Nancy Chan is a postfeminist icon of sorts. The ultimate lady entrepreneur, Chan--the title character of the popular serial Nancy Chan: Diary of a Manhattan Call Girl, catalogued on Salon.com--has an enviable collection of Prada bags, a pricey pad on the Upper East Side and a little black book full of Wall Street power brokers. Nancy's creator, Tracy Quan, is a former working girl herself, who describes her past life as a whirlwind of lucrative dates: "Here I was," she writes breathlessly, "a New York call girl, routinely bedding CEOs, foreign nobles, and entertainment moguls in the city's five-star hotels."
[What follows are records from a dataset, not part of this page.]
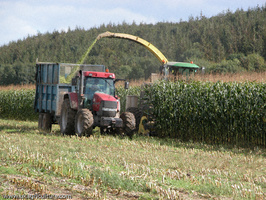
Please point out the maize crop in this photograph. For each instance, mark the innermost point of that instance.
(216, 113)
(17, 104)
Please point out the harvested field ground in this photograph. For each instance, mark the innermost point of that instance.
(110, 167)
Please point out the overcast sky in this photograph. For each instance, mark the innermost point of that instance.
(20, 18)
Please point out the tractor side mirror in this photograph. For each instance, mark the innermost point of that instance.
(126, 85)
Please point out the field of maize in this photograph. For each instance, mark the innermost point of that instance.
(214, 113)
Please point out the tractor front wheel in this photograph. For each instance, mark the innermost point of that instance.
(84, 122)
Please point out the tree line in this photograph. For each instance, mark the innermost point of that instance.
(227, 42)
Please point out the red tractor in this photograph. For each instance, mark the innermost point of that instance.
(88, 102)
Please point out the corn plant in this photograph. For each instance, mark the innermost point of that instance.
(218, 112)
(17, 104)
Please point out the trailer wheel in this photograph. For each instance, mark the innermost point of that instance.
(129, 123)
(67, 119)
(84, 122)
(45, 122)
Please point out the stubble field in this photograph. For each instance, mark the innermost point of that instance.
(110, 167)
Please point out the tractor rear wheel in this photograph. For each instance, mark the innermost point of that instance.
(129, 123)
(67, 119)
(84, 122)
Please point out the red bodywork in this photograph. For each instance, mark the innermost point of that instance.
(98, 98)
(73, 100)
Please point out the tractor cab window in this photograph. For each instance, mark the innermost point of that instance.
(101, 85)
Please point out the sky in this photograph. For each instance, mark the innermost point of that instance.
(22, 18)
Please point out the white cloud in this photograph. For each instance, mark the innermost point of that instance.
(18, 18)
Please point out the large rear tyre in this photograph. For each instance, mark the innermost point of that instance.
(129, 123)
(84, 122)
(45, 122)
(67, 119)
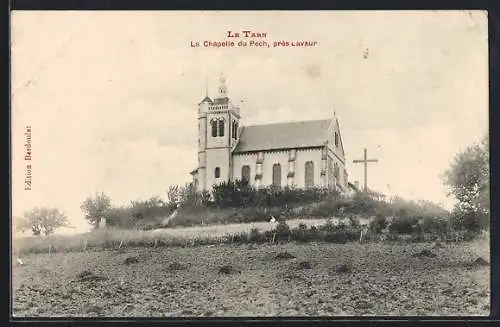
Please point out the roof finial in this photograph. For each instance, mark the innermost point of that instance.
(206, 83)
What would antipornography activists Andrea Dworkin and Catharine MacKinnon, who electrified a generation of women's studies majors, think of Quan and her resourceful, business-minded creation? Addressing an audience at the University of Michigan law school in 1992, Dworkin admonished that society might want us to "feel a kinky little thrill every time you think of something being stuck in a woman. I want you to feel the delicate tissues in her body that are being misused." All prostitution, she maintains, "whether the event took place in the Plaza Hotel or somewhere more inelegant," is a violation of women's bodies and their civil rights.
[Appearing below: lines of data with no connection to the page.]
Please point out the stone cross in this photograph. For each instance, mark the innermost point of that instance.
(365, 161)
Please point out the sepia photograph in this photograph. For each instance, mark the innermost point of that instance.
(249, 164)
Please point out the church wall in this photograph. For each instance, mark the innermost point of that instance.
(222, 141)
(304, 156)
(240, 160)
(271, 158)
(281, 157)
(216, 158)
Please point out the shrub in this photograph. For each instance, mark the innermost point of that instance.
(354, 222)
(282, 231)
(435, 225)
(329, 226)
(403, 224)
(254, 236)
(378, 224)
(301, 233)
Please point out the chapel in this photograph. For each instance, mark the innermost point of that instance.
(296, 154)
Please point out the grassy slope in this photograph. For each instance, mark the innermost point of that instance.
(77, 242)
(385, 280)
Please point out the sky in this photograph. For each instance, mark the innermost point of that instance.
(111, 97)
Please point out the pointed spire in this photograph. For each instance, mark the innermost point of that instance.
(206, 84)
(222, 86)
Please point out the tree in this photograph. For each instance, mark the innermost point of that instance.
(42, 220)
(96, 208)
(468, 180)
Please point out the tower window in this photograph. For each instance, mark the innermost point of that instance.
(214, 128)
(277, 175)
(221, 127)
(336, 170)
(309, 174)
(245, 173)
What's missing from both sides of the theoretical divide is the "work" half of the sex worker's job description ("sex worker" is a term preferred by many in the industry to the old-fashioned "prostitute" or the derogatory "hooker"). For women who make their living in strip clubs, brothels, massage parlors or in front of the pornographer's camera, sex is part of the job description, and the work is often as dull and unstimulating as telemarketing or stitching sleeves in a garment factory.